Established on the West bank of the Ashley River, a few miles northwest of the present city, Charles Town was established in 1670 by a group of English settlers from Bermuda. Soon designated to become a “grand port towne” present day Charleston holds incredible American history. Once established, many settlers relocated to the famed city from Barbados, and Virginia, while countless others migrated from England.

Charleston served as the Carolina colony's capital and the southernmost point of the English settlement during the 17th century. As the 18th century approached Charleston was the largest port city south of Philadelphia, a bustling trade center with a population of 11,000 people. Many of the colonies wealth stayed in Charleston during the harsh northern winters. The City became a melting pot of ethnic and religious diversity as settlers from France, Germany, Ireland, and more took up residence in the seacoast town.

As the American Revolution grew, Charleston played a significant role, and was the site of several famed battles. Fort Moultrie, on Sullivan's Island was site to one of the most historic battles. The fort was made of Palmetto logs and inspired the nickname “the Palmetto State.” As the colonies emerged from the revolution Charleston's wealth only grew as it developed a flourishing plantation-dominated economy.

A centerpiece of the Antebellum Southern era, Charleston became a thriving port city, and with the invention of the Cotten Gin the City population soared to 23,000 people by 1820. With the majority of this population being slaves, the port became one of the largest players in the trading and sale of slaves. It was because of this and many other factors that South Carolina became very devoted to the idea of State rights in the first half of the 19th Century. 

Along the early 1800's South Carolina would fight federal laws, taxes and tariffs, and effectively was the first State on December 20, 1860 to secede the Union.

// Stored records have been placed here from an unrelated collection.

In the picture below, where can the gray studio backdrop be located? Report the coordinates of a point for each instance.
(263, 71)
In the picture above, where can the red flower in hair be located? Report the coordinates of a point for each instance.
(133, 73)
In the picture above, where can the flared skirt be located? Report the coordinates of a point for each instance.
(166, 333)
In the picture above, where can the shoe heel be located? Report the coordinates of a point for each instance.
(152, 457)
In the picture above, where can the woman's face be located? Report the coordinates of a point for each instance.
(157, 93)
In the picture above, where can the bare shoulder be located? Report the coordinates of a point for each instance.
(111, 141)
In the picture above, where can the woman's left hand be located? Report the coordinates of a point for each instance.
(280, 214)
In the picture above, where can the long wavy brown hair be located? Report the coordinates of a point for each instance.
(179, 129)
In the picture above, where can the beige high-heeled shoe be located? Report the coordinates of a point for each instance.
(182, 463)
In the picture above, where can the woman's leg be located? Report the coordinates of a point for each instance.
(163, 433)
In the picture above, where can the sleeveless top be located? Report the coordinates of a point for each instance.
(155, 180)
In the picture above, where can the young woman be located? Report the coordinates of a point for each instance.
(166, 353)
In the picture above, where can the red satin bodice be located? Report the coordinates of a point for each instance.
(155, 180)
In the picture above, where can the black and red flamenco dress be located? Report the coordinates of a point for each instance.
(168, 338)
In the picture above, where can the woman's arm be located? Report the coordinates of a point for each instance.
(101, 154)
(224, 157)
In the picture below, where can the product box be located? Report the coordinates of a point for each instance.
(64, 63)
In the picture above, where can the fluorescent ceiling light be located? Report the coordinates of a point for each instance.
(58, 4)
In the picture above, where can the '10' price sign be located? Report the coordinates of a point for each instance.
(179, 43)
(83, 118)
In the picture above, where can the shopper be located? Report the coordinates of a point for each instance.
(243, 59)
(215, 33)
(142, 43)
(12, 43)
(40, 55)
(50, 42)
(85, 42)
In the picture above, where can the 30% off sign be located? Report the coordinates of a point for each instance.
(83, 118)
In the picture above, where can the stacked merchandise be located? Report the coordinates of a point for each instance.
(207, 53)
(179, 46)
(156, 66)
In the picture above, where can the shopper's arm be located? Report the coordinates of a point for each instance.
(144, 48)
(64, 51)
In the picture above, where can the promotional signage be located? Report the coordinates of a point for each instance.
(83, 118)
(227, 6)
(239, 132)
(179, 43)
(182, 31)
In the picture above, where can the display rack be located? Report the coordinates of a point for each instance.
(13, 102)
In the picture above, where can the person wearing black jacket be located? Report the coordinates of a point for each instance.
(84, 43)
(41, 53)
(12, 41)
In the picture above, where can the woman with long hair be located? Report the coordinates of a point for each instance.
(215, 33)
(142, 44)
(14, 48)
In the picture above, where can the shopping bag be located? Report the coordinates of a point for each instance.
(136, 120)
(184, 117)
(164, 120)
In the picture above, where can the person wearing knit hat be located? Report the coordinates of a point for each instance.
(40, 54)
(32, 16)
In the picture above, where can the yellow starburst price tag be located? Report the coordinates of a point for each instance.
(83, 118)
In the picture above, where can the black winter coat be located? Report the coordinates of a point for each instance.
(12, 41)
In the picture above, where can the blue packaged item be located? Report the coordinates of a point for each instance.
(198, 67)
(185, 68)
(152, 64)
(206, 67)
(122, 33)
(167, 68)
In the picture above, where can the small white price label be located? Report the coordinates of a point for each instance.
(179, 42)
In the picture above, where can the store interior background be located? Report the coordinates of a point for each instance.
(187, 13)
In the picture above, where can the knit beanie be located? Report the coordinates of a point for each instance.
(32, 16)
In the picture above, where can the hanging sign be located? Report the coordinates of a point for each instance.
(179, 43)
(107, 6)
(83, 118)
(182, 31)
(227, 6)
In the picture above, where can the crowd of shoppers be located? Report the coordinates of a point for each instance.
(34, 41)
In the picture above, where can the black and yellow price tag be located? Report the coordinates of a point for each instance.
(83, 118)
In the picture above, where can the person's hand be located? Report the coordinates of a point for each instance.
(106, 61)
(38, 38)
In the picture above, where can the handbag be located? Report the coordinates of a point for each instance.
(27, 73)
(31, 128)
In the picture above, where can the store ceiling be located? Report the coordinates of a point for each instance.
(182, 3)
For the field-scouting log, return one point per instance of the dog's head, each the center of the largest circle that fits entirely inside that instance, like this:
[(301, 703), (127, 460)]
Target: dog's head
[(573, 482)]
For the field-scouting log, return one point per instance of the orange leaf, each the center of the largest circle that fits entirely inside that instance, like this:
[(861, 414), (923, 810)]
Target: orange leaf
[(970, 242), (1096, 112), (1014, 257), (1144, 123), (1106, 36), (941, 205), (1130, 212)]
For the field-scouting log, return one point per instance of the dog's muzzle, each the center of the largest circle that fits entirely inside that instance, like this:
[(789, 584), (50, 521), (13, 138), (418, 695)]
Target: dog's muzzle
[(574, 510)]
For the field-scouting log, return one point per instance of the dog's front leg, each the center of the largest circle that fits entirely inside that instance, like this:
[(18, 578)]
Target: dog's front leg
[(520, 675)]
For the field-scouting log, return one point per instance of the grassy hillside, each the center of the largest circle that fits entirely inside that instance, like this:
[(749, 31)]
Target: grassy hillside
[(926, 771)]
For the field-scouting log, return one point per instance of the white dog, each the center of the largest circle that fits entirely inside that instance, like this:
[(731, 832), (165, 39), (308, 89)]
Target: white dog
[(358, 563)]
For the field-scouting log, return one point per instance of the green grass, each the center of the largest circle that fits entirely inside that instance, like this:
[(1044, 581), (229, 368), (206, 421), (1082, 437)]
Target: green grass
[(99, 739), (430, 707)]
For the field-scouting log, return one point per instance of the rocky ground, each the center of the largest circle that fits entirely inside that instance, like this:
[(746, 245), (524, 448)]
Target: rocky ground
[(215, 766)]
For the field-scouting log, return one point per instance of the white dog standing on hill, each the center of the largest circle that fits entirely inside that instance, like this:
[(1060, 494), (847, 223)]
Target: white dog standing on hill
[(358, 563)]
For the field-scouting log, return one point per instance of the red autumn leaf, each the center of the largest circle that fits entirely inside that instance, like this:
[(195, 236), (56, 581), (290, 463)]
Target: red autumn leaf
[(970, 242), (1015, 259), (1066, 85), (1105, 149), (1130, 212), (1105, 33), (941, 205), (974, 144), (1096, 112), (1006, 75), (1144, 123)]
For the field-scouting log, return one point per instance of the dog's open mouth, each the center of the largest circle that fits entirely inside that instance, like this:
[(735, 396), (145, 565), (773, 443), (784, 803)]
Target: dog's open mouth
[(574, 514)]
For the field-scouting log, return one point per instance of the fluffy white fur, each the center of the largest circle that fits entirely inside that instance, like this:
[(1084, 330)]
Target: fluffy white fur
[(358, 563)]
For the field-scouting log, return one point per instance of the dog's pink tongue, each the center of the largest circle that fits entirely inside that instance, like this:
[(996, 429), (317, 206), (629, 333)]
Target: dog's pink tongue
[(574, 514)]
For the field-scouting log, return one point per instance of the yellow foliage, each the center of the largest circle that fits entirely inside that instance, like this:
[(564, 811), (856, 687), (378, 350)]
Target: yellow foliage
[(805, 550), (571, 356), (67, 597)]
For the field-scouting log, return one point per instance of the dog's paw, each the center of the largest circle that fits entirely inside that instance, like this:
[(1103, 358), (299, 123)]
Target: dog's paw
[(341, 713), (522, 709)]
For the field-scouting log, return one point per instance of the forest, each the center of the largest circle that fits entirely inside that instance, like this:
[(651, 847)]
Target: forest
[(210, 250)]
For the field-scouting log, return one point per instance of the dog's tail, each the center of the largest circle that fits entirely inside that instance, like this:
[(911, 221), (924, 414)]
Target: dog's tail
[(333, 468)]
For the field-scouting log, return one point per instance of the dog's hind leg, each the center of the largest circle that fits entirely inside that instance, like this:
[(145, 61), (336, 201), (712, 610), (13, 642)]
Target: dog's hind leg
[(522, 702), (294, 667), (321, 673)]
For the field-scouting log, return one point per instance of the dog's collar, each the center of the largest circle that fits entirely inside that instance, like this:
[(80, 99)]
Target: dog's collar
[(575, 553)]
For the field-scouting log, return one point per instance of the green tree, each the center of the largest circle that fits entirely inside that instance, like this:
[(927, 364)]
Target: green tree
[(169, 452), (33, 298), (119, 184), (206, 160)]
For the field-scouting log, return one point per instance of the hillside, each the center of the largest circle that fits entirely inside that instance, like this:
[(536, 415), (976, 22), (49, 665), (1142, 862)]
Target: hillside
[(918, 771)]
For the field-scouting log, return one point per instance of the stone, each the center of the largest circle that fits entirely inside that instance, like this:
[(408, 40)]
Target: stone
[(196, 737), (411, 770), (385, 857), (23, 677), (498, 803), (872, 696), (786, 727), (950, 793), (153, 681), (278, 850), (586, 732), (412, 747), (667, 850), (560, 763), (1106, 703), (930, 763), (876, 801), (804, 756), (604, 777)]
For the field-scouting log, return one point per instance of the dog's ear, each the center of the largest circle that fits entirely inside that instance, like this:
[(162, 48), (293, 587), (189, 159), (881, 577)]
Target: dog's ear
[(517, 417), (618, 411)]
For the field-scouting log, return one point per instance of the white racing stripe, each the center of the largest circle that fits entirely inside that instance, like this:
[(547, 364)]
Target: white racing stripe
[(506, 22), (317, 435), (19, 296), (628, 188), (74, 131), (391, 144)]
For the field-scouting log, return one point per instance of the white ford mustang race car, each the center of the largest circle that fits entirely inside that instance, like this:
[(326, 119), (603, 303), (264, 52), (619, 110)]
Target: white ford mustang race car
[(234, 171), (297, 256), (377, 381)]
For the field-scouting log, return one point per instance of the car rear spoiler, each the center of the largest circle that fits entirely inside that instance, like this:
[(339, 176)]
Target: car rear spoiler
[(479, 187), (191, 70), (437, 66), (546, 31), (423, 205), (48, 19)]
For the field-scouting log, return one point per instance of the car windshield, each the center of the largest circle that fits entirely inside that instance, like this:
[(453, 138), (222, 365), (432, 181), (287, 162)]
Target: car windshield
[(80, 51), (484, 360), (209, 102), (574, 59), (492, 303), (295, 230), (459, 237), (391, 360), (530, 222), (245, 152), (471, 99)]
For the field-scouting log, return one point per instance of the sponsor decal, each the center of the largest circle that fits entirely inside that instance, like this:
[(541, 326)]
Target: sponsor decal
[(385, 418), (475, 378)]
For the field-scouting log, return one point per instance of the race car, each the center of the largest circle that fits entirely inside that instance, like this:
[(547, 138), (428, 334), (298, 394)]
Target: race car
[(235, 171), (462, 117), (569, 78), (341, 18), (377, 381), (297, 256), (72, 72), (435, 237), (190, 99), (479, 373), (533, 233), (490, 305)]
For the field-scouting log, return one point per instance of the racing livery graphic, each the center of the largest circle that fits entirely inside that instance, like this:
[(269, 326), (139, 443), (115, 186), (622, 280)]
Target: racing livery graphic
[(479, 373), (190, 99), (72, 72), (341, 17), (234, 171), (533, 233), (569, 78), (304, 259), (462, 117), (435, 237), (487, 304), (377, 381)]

The first shots of the war were fired on the Union ship, Star of the West, entering Charleston Harbor and the Union-held Fort Sumter would fall to the confederate forces on land.

The City of Charleston holds some of our country's oldest history and played a major part in much of what transpired during our Nation's early years.

Throughout each of these era's a rich southern culture was developed and to this day South Carolinians cannot wait to share with you their customs and culture. The Cottages on Charleston Harbor seeks to embrace these deep ties and it begins with our Joggling Board, located next to our front door.

The Joggling Board's history can be traced back to the Acton Plantation in Sumter County near Stateburg, South Carolina in the 1800s. Made to help the mistress of the plantation, Mrs Benjamin Kinloch Huger, obtain some comfortable exercise due to her rheumatism. The Kinloch and Huger families received the plans from family in Scotland and quickly constructed the first Joggling Board on the plantation. The model quickly spread through the area and became as “common place as a swing set or hammock.” We invite you to grab a nice glass of lemonade and take a comfortable seat and joggle in a little exercise.

We invite you to discover the rich southern heritage of Charleston, South Carolina.